Spatial transcriptomics (ST) enables spatially resolved gene profiling but remains expensive and low-throughput, limiting large-cohort studies and routine clinical use. Predicting spatial gene expression from routine hematoxylin and eosin (H&E) slides is a promising alternative, yet under realistic leave-one-slide-out evaluation, existing models often suffer from slide-level appearance shifts and regression-driven over-smoothing that suppress biologically meaningful variation. CHRep is a two-phase framework for robust histology-to-expression prediction. In the training phase, CHRep learns a structure-aware representation by jointly optimizing correlation-aware regression, symmetric image-expression alignment, and coordinate-induced spatial topology regularization. In the inference phase, cross-slide robustness is improved without backbone fine-tuning through a lightweight calibration module trained on the training slides, which combines a non-parametric estimate from a training gallery with a magnitude-regularized correction module.
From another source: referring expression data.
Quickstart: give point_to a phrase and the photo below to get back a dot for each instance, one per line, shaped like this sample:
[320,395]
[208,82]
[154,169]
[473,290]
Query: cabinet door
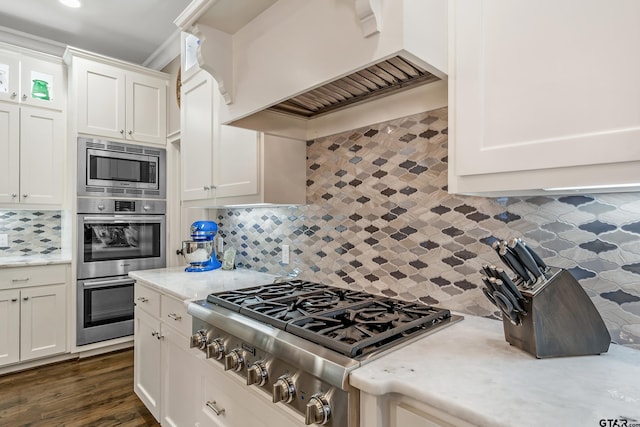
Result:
[146,361]
[9,76]
[196,134]
[146,108]
[42,155]
[9,327]
[533,88]
[179,367]
[9,152]
[43,83]
[101,99]
[43,321]
[237,162]
[219,390]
Unlike prior embedding-alignment or retrieval-based transfer methods that rely on a single prediction route, CHRep couples topology-preserving representation learning with post-hoc calibration, enabling stable neighborhood retrieval and controlled bias correction under slide-level shifts. Across the three cohorts, CHRep consistently improves gene-wise correlation under leave-one-slide-out evaluation, with the largest gains observed on Alex+10x. Relative to HAGE, the Pearson correlation coefficient on all considered genes [PCC(ACG)] increases by 4.0% on cSCC and 9.8% on HER2+. Relative to mclSTExp, PCC(ACG) further improves by 39.5% on Alex+10x, together with 9.7% and 9.0% reductions in mean squared error (MSE) and mean absolute error (MAE), respectively.